Professor Kate Pickett writes:
Fourteen years ago Richard Wilkinson and I published our book The Spirit Level. Arguably, the onset of the financial crash should have been an auspicious moment for our work to hit the bookshelves. Just as old economic certainties seemed to have been discarded, we were arguing for a new approach to macroeconomic policy focused on reducing inequality, improving human wellbeing and safeguarding the planet. There could be no better time for a reassessment of the values embedded in and outcomes expected from our economic system.
Of course, the coalition and subsequent Conservative governments chose a quite different path. Motivated by political ideology over and above economic literacy, they opted for swingeing cuts, punitive social security and tax policies engineered to benefit a wealthy minority. It has left our country poorer, weaker and more divided. Healthy life expectancy has fallen, child poverty rates have increased and inequality has grown – and the pain seems only to worsen.
The lesson? Disruptions on the scale of the financial crash open doors to new ideas. These moments of soul-searching have to be seized by progressives or else the narrative will be told by those with less socially minded or ambitious intentions in mind. Labour lost the argument in 2010. I am concerned it is about to lose it all over again.
This is why I joined 70 other economists and human rights experts, and the thinktank Compassion in Politics, in writing a letter to Sir Keir Starmer this week urging him to reconsider his current, too-limited economic vision. My concern is not just that he is about to tie his colours – and the fate of the British public – to several more years of economic suffering. It is also because I fear he is closing the door on an unprecedented opportunity to reshape the economic agenda.
A recent report found that the public already think austerity has failed and weakened our public services. Starmer and other politicians need to build on this opportunity for change, not reverse it. While governments outside of Westminster are experimenting with exciting new ideas – doughnut economics, wellbeing economics, universal basic incomes, and a human-rights focused economic agenda, to name a few – Britain looks set for another four years of austerity (or at least austerity-lite) government. It’s like we are entering the 14th series of a programme that should have been cut right after the pilot.
We don’t have to go back too far in our history to see how differently things can play out. Immediately after the second world war, Britain’s economy was on its knees. Debt had risen to 270% of GDP (three times what it is today). Industries were devastated. Hundreds of thousands of British soldiers had been killed or wounded. International trade was in crisis.
The economic vision that won out has largely been attributed to the genius of John Maynard Keynes, who argued that straitened economic times call not for fiscal conservatism but a generous and ambitious package of public spending. Britain’s postwar economy needed investment to get it back on its feet. That had to be coupled – as William Beveridge argued and championed – with a social safety net that ensured everyone could lead a decent life. The spirit of collectivism that saw Britain through the war had its legacy in the political and economic agenda that followed it.

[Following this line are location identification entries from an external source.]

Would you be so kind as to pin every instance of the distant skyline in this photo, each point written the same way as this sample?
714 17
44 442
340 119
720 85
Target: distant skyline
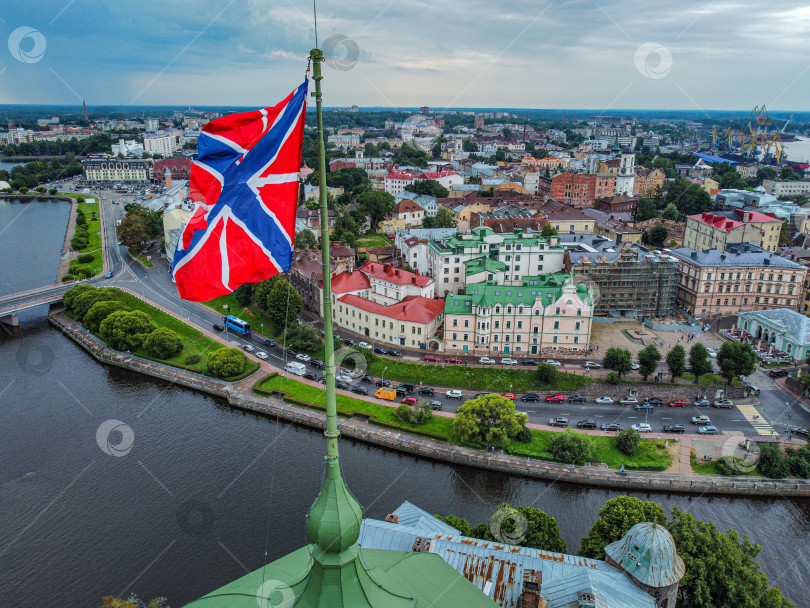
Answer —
694 56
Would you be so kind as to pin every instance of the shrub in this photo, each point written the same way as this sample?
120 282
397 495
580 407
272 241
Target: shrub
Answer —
628 441
126 330
226 362
163 343
571 448
546 374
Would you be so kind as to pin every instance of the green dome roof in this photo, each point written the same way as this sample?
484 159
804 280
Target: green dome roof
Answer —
334 519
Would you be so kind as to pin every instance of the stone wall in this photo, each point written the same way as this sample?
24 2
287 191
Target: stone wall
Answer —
360 429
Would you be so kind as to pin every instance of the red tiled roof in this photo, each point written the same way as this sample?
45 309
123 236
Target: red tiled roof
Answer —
415 309
386 272
354 281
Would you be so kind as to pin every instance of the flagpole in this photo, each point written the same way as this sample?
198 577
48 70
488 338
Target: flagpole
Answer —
331 433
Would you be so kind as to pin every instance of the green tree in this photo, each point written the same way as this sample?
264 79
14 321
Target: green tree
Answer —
125 330
671 213
488 420
645 210
548 231
571 447
648 358
546 374
628 441
163 343
676 361
304 239
615 520
699 363
721 569
283 304
100 311
619 360
429 186
736 359
226 362
377 205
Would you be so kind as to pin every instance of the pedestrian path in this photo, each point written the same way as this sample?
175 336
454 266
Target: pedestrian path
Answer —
759 423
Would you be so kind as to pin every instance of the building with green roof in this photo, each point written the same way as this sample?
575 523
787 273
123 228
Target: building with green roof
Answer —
485 255
545 314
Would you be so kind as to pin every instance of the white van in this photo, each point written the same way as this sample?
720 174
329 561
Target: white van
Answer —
299 369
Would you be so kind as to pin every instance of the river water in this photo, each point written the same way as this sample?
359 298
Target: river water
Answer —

Fast forward three-quarters of a century and that spirit has, in many political circles, been forgotten. The UN’s special rapporteur to Britain, Philip Alston, remarked in 2018: “British compassion for those who are suffering has been replaced by a punitive, mean-spirited, and often callous approach.” Policies such as the benefit cap, the two-child limit on child benefits, the bedroom tax and the extensive use of sanctions to punish those already in need of financial support are the embodiment of that approach. One would expect that a party seeking its first electoral victory in 18 years would seek to distance itself from the pain and hardship that has been experienced by so many for too long.
And yet, the initial signs from Labour are that the party itself is now trapped, spellbound by an economic argument that is as empty in ethics as it is destructive in impact. Starmer has said the party will maintain the two-child limit on child benefits and the shadow chancellor Rachel Reeves recently ruled out a wealth tax. Like the Conservatives in 2010, they are pursuing a political rather than an economic agenda – believing that by aping Conservative arguments on spending they will march their way to No 10.
And then what? Find they have no mandate to introduce the kind of changes this country desperately needs. This period of opposition should be one in which they can influence the public narrative on the economy. They can use it to explain why spending actually benefits everyone and stimulates the economy, rather than holding it back. They can make the moral case for progressive taxation. They can debunk the myths that the national economy is in any way analogous to a household budget. And they can tell voters why our shared humanity dictates that we must increase social security and ensure that everyone can lead a good life.
But our letter was about more than just urging Starmer to do better. It’s also an invitation. We know that he has to balance political expediency with economic need. We know that it isn’t easy communicating a fresh vision. We can be an ally to any party that has the courage and wisdom to commit to change. We hope Sir Keir will take our offer seriously.